Ölpreise steigen im Januar um 16 % aufgrund von Spannungen zwischen den USA und Iran

Die Ölpreise stiegen im Januar 2026 deutlich an und verzeichneten einen monatlichen Anstieg von über 16 %, während die Sorgen über mögliche Lieferunterbrechungen aufgrund der Spannungen zwischen den Vereinigten Staaten und dem Iran zunahmen.
Der Brent-Ölpreis schloss bei 70,69 Dollar pro Barrel, während der West Texas Intermediate (WTI) bei 65,21 Dollar lag.
Trotz eines leichten Rückgangs während der letzten Sitzung am Freitag hielten die Preise ihre Gewinne und schlossen nahe den höchsten Werten seit sechs Monaten.
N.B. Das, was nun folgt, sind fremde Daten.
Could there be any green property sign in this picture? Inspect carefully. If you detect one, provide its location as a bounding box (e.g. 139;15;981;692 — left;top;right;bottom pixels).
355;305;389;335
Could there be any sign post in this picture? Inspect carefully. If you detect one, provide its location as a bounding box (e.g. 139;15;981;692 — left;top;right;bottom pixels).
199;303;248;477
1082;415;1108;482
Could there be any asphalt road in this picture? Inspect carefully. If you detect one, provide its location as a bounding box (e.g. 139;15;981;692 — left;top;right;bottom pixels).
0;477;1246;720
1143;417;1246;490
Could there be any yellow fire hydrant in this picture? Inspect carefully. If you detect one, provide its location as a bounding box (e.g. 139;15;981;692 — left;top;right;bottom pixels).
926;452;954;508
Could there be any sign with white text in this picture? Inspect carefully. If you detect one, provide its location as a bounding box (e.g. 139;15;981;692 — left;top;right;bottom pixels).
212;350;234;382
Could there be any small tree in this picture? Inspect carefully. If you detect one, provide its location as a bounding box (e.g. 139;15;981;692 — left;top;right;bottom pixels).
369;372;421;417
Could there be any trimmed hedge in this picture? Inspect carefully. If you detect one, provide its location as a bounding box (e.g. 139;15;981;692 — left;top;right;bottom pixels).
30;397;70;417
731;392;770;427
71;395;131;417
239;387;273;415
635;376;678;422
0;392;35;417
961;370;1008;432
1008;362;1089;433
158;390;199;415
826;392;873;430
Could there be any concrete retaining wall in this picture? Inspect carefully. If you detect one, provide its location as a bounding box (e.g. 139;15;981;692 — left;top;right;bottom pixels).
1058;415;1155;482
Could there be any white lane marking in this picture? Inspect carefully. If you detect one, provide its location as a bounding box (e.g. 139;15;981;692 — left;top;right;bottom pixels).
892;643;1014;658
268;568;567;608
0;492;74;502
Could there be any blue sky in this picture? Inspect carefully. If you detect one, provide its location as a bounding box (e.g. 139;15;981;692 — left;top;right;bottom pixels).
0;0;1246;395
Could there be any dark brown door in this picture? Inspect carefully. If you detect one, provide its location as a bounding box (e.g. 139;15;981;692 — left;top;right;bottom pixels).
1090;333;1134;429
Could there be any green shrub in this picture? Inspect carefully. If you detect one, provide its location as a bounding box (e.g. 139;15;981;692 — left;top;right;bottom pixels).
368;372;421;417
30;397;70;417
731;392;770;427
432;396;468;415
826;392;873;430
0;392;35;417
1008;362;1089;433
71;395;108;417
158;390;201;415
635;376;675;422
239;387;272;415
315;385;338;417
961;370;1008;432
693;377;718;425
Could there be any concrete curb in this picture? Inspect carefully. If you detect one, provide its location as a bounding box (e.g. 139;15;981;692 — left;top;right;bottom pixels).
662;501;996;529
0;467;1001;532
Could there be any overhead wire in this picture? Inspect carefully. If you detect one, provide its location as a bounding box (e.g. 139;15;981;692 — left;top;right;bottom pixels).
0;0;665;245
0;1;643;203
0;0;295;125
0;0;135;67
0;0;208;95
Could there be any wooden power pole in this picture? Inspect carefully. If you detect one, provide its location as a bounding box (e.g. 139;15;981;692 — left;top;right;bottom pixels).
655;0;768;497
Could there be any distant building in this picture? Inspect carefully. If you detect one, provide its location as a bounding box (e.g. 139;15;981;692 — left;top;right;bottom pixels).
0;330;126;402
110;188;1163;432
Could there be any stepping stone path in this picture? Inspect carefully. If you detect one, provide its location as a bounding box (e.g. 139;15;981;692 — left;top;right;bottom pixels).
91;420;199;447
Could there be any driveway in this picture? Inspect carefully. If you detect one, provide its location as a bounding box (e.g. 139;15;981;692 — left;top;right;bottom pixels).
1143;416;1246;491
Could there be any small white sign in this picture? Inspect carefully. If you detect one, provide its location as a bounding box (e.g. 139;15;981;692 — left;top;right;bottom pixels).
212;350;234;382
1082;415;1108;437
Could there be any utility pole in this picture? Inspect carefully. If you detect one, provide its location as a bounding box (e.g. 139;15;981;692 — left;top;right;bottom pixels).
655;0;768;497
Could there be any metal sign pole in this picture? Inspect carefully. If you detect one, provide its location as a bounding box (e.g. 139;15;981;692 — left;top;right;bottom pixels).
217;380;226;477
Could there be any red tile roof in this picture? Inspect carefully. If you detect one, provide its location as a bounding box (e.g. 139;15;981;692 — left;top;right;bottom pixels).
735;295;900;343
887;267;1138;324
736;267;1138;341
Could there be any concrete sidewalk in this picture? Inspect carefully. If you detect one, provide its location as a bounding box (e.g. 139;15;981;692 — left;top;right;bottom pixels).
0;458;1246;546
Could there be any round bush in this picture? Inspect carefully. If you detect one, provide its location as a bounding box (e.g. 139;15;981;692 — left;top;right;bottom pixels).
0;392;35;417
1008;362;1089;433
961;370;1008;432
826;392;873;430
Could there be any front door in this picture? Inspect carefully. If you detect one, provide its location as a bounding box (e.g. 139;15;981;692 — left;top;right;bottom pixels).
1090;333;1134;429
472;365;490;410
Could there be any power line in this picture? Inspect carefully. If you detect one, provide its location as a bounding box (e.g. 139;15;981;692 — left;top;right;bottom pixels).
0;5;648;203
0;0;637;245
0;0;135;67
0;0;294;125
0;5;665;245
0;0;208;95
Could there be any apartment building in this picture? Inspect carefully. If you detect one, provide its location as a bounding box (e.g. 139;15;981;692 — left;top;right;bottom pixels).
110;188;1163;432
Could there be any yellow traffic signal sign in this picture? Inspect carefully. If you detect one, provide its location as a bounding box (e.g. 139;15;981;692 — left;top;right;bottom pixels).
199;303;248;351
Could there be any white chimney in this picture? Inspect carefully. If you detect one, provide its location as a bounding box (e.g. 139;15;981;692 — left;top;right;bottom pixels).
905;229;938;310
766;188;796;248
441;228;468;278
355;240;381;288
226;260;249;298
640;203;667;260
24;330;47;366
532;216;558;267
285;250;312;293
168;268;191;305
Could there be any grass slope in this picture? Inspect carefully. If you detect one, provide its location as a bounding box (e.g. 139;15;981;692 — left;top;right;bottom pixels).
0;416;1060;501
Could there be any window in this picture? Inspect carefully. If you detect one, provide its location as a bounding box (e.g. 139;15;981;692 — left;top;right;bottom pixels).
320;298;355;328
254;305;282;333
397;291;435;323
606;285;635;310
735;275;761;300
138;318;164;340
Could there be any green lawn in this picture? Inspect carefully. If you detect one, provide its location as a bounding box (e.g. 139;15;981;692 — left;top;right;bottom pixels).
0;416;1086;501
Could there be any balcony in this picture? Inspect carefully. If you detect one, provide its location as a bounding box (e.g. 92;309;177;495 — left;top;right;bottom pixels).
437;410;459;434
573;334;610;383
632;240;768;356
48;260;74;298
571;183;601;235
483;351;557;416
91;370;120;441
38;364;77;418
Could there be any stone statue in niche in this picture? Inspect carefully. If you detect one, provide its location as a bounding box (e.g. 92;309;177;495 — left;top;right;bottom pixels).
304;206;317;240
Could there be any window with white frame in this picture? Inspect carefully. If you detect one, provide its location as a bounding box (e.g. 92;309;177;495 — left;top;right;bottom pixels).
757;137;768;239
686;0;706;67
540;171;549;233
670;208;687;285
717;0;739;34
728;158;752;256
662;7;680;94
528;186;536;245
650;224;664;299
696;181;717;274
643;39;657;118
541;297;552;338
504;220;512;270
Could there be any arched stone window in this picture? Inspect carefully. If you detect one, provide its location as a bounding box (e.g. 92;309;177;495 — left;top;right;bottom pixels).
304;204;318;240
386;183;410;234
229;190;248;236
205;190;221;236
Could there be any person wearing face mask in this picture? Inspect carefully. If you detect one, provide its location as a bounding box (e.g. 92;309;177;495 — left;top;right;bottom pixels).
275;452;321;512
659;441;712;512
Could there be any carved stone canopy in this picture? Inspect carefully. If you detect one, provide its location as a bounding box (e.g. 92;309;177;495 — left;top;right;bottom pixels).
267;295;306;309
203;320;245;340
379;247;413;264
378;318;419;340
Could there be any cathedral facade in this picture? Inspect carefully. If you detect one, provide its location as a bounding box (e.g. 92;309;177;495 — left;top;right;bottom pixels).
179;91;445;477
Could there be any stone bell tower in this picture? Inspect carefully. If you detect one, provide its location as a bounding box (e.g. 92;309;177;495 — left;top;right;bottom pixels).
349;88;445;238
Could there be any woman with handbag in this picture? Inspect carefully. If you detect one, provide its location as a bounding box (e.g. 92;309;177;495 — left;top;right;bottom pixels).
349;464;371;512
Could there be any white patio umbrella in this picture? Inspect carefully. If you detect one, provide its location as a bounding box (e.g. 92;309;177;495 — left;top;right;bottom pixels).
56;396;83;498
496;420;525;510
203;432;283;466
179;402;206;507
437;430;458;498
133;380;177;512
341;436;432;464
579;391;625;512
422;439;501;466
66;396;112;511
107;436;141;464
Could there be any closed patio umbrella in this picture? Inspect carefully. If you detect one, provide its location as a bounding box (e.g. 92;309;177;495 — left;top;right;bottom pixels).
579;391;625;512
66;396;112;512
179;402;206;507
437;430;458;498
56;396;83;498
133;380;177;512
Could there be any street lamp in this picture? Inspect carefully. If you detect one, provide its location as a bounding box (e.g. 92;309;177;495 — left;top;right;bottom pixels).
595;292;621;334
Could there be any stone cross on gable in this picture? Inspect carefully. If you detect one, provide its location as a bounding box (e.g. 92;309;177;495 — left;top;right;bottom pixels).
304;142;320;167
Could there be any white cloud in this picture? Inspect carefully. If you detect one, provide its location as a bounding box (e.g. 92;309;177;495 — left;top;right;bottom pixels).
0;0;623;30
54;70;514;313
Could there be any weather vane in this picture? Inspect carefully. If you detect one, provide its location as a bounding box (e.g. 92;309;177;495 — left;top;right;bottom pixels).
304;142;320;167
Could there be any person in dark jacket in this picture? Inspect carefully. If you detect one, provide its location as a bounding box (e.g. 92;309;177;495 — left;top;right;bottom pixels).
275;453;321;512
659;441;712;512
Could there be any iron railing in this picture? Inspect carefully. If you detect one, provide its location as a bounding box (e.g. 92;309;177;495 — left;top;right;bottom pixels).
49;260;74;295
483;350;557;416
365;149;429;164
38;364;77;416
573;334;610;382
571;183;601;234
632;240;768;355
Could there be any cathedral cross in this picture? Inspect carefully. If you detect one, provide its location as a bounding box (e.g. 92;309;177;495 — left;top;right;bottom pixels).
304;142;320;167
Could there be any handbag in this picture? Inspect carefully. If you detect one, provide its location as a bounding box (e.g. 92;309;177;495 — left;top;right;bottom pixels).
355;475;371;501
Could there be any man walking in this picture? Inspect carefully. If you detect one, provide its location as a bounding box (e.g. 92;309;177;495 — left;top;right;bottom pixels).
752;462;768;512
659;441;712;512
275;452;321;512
Die Daten zeigten, dass der Brent-Ölpreis wöchentlich um 7,3 % und monatlich um 16,2 % gestiegen ist, während der WTI-Ölpreis einen wöchentlichen Anstieg von 6,8 % und einen monatlichen Anstieg von 13,6 % verzeichnete.
In diesem Zusammenhang sagte John Kilduff, Partner bei Again Capital:
"Die aktuelle Situation dreht sich um den Iran. Der Markt hat erhebliche geopolitische Risiken eingepreist, aber es ist schwierig, das Ausmaß ihrer Auswirkungen genau abzuschätzen. Die Frage ist jetzt: Wie wird der Iran reagieren, wenn Maßnahmen gegen ihn ergriffen werden?".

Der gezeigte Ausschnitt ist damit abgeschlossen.